Sometimes, the basic sense of human being is lost behind the customs that they are made to follow. I understand the connotation of customary law. But what I don’t understand is why it is necessary that such wrong customs are being argued upon in the highest Court of the country, being tested against the constitutional rights bestowed upon us. But, when you go through the arguments posed by the best lawyers in the country, the lawyer in me realizes that there is always a different way of looking at customs. Like it was submitted before the bench that not all exclusion is discrimination. I agree on that. I agree to the fact that many religions do not allow the entry of women in their place of worship, menstruating or not. Many temples in India do not allow the entry of men.
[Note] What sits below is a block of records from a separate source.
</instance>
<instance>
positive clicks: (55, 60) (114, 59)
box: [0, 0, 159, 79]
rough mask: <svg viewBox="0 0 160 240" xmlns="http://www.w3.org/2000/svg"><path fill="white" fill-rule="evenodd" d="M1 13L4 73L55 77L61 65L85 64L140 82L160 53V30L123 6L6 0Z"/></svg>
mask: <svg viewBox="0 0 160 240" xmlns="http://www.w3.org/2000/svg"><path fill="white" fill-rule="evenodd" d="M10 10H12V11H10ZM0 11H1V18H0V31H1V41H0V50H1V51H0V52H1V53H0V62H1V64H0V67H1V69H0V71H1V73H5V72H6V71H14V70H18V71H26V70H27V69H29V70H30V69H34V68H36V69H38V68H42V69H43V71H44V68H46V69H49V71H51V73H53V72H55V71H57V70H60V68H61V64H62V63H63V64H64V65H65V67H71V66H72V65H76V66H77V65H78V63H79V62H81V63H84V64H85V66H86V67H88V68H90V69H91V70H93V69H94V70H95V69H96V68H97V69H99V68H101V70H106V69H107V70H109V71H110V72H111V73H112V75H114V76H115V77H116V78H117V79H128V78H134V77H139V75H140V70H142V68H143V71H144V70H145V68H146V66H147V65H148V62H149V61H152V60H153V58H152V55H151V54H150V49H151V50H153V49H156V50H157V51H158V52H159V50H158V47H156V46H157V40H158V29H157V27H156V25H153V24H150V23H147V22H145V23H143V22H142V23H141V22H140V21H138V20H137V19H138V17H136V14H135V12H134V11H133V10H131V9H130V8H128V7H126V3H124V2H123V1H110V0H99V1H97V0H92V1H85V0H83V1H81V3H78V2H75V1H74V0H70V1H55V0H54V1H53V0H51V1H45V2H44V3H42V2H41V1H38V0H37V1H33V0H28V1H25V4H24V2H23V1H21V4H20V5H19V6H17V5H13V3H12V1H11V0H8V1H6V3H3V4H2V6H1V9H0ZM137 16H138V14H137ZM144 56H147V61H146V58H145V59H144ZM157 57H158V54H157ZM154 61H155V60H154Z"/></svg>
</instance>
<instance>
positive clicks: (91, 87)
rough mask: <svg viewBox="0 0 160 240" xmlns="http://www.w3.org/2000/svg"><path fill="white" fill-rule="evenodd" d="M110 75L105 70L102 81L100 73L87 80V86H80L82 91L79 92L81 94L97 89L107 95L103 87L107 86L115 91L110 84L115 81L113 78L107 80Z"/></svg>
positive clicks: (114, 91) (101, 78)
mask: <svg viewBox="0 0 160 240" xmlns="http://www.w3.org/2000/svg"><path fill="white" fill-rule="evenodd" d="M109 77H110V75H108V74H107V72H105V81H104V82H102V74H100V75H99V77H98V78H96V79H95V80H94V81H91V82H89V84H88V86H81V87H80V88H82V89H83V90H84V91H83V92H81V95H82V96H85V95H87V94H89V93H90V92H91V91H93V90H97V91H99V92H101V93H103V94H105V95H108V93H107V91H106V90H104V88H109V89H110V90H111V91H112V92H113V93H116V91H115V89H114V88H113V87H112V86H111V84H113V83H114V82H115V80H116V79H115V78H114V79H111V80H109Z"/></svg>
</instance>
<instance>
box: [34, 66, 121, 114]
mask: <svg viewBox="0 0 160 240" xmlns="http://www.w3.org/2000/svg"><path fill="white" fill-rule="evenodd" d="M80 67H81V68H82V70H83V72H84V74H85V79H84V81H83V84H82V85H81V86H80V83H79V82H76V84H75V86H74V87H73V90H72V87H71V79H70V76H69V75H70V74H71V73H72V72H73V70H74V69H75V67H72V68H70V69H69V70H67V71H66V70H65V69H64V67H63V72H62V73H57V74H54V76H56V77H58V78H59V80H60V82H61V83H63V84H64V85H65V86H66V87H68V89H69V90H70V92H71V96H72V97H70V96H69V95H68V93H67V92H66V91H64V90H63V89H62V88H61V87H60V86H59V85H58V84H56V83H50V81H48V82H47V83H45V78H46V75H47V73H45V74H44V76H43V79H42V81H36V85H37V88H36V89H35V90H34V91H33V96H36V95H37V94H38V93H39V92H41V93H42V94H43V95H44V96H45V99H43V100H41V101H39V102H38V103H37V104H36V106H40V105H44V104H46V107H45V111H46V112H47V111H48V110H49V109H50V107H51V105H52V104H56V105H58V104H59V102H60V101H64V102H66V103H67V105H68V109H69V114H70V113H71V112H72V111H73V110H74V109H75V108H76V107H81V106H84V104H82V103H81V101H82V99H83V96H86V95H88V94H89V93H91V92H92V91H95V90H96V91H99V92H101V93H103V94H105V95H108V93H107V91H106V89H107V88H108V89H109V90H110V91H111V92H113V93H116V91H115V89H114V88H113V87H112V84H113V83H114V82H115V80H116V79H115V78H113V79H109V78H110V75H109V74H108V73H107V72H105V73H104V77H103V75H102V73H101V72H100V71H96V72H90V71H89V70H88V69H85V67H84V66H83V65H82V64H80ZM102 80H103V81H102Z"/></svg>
In fact the menstruating Goddess Kamakhya Devi’s temple does not allow a menstruating woman.
As the arguments on Sabarimala enter seventh day before the Constitutional Bench, it is to be seen whether Lord Ayyappa as a juristic person, who pays taxes, can demand his constitutional right under Articles 21, 25 and 26? Whether the Lord has right to privacy? Whether the Essentiality test and judges assuming theological role is called for? Justice Chandrachud’s opinion that the test should be limited to a practice subscribing to the Constitution irrespective of whether it is essential or not, is the correct proposition. To sum it, Justice Nariman rightly observed, ‘You have a right, subject to other person’s right, subject to Part III and subject to laws made.’ I am waiting with bated breath on what the Constitution Bench decides. I want to know who wins, the lawyer in me or the woman in me?